La Semeuse - Jean-Pierre Arrio

Jean-Pierre Arrio joue avec les mots, les rythmes et les rimes, mais non avec les sentiments. L’amour éternel trouve ses racines au plus profond…

  

  

  

LA SEMEUSE

 

  

Dans un néant obscur d’infinies certitudes,

tandis qu’au pied d’un mur cerclant ma solitude,

m’y cognant, tournoyant, inconscient de mon sort,

je semblais un mendiant, oublieux de son corps.

L’horizon était froid et mes pensées soumises

ne le réchauffaient pas, accentuant la bise.

Immobile et serein, je n’étais qu’un enfant

à qui l’on prend la main pour qu’il aille de l’avant...

La main et tout mon être, qui n’était que promesses,

car je n’en fus le maître que pour les soirs d’ivresse.

Mon visage englué sous les nuages plats,

lourds et noirs et muets, demeurait sans éclat.

Ma voix avait mué mais elle était bien pâle,

bloquée par ces nuées bâtissant le dédale

de coton caressant où j’allais m’endormir

et apaiser mes sangs dans l’arôme de myrrhe.  

 

Puis le temps a passé mais il ne compte pas :

Il s’était arrêté, je ne te savais pas.

Un jour de grand soleil a suffi à berner

la lune la plus vieille et le coeur hiberné.
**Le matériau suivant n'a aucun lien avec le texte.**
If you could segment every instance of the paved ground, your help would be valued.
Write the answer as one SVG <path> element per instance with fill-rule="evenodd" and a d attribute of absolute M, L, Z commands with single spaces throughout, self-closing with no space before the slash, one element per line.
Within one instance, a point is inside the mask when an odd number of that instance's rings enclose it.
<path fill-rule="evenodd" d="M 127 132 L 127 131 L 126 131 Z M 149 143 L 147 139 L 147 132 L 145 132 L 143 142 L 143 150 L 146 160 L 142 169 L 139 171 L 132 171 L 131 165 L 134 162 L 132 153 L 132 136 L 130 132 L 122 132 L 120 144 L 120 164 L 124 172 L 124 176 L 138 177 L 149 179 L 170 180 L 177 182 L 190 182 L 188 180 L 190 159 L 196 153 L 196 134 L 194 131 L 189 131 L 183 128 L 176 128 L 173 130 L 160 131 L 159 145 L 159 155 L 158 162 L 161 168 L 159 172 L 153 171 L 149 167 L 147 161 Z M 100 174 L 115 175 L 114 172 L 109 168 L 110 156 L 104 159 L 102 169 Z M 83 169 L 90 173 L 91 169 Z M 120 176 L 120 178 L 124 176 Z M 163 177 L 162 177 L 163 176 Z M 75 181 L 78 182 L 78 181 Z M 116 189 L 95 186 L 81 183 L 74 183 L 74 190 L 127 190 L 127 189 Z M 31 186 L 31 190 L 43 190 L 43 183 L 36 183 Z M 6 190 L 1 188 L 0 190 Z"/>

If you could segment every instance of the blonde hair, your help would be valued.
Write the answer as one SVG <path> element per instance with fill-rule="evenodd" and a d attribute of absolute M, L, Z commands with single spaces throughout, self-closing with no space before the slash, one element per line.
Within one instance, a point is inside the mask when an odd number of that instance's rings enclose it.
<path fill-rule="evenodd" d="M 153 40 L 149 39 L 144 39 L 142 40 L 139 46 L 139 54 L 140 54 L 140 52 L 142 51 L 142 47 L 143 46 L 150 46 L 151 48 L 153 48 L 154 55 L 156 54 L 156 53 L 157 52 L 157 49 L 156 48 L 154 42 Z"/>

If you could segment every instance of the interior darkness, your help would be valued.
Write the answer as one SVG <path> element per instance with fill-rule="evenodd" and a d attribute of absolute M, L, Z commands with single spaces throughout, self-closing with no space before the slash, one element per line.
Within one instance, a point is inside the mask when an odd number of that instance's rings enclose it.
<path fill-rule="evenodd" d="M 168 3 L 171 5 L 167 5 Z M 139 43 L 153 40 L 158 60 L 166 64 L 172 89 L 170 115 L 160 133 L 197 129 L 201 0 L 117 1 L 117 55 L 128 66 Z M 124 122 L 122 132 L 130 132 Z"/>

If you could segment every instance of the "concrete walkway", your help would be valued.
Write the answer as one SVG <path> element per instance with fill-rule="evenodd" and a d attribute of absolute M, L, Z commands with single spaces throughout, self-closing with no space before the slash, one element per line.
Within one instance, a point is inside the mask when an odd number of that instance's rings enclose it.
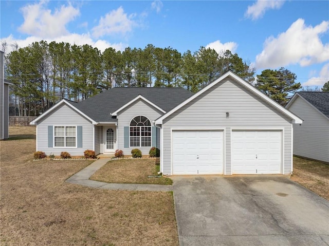
<path fill-rule="evenodd" d="M 172 185 L 144 184 L 117 184 L 90 180 L 89 178 L 105 165 L 110 158 L 99 159 L 66 180 L 72 184 L 105 190 L 125 190 L 128 191 L 171 191 Z"/>

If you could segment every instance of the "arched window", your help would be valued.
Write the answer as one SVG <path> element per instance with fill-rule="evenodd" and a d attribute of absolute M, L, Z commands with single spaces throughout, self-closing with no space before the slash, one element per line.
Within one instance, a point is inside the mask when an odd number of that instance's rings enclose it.
<path fill-rule="evenodd" d="M 130 122 L 129 140 L 131 147 L 151 147 L 151 122 L 145 116 L 136 116 Z"/>

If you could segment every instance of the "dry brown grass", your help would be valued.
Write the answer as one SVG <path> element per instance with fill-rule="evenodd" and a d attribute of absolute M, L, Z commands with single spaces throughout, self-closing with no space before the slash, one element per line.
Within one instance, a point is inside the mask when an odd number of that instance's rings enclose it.
<path fill-rule="evenodd" d="M 90 179 L 107 183 L 172 184 L 172 179 L 157 175 L 156 160 L 123 159 L 110 161 L 97 171 Z M 157 164 L 157 163 L 156 163 Z"/>
<path fill-rule="evenodd" d="M 90 161 L 31 161 L 34 131 L 0 142 L 2 246 L 178 244 L 171 193 L 66 183 Z"/>
<path fill-rule="evenodd" d="M 329 200 L 329 164 L 294 157 L 292 180 Z"/>

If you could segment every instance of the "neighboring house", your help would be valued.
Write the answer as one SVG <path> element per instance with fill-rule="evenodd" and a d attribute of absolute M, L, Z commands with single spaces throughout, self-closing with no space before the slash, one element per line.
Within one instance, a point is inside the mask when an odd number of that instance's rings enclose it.
<path fill-rule="evenodd" d="M 4 52 L 0 51 L 0 140 L 9 137 L 9 85 L 5 79 Z"/>
<path fill-rule="evenodd" d="M 329 163 L 329 92 L 296 92 L 286 108 L 303 120 L 294 126 L 294 154 Z"/>
<path fill-rule="evenodd" d="M 192 94 L 114 88 L 39 116 L 38 150 L 82 155 L 160 149 L 164 175 L 282 174 L 293 168 L 293 124 L 302 121 L 229 71 Z"/>

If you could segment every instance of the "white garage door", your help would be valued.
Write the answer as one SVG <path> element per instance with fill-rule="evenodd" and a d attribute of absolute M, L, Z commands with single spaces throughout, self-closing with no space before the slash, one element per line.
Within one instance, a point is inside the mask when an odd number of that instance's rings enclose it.
<path fill-rule="evenodd" d="M 223 174 L 223 131 L 173 131 L 173 173 Z"/>
<path fill-rule="evenodd" d="M 232 131 L 233 174 L 280 174 L 281 130 Z"/>

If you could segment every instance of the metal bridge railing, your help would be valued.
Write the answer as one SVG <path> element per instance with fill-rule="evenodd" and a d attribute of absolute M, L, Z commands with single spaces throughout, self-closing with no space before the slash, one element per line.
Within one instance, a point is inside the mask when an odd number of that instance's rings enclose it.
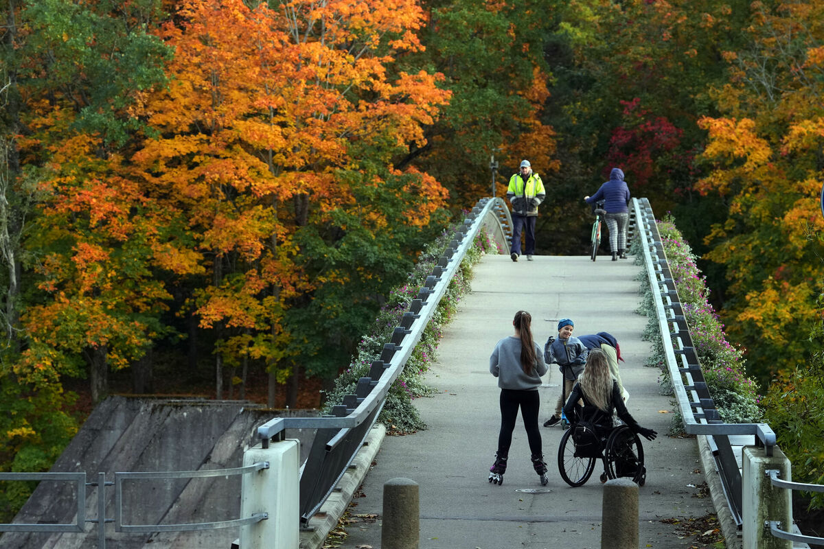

Princesse de Saba ! Aux pieds nus martelant

les sables de là-bas aux ors étincelants

et les sables d’ici aux reflets argentés,

Reine Nefertiti, aux longues mains teintées,

tu pris ce corridor en sachant bien qu’enfin

depuis le labrador tu finis ton chemin.

 

Ralentissant tes pas, Salomé, tu dansais,

cachant mal tes appas et tes yeux qui lançaient

des flèches empoisonnées d’un poison délicieux

qui avait rayonné sur tes traits facétieux,

tandis que tu passais en Méditerranée

pour y faire le palais de tes jeunes années.

 

C’est grâce à un échange, c’est à cause du froid

qu’un soir j’ai vu un ange et n’ai plus vu l’effroi

qui me cachait la lune, éteignait les étoiles,

que j’ai eu la fortune d’en déchirer la toile :

L’étroit couloir très long ne contenait que toi ;

sans bruit, à reculons, en soupesant ton choix,

tu m’as regardé là, par dessus ton épaule,

et c’est mon sourire las, mes yeux cerclés de khôl,

qui coupèrent le silence caché par le tapage

d’une existence rance. Tu en tournas la page.

 

Tu descendais le Nil ton blanc front relevé,

des rêves juvéniles débordant tes pensées

brisant la paroi mince pour courir dans l’azur

te séparant d’un prince au fantasme aussi pur

D’Égypte ou plus à l’est, de l’orient parfumé,

tu ravis, la main leste, un cœur au mois de mai

et arrivas céans, bateau mouillé d’écume.

 

Je veux dans l’océan, glisser comme une enclume

pour une éternité à suivre ton sillage.

Dans la promiscuité de l’ample sarcophage

au couvercle saphir, aux flancs de sable fin,

poussée par le zéphyr ou accostant enfin,

tu seras toujours près de moi dans l’onde infinie

et je ferai exprès, à l’envers d’Houdini,

d’y demeurer tapi sans avoir à briser

les chaines qui nous lient et mieux : les resserrer !

 

Serpent gigantesque fondé de tentation,

en dessinant la fresque, de tes ondulations,

d’une vie rénovée et d’aventure ultime,

tu t’es alors lové dans un abri sublime.

Multicolore et frais, en glissant dans la nuit,

tu ouvris un coffret de tendresse infinie.

L’aspic, assassin sûr, m’avait mordu au sein,

y laissant la blessure de l’amour le plus sain.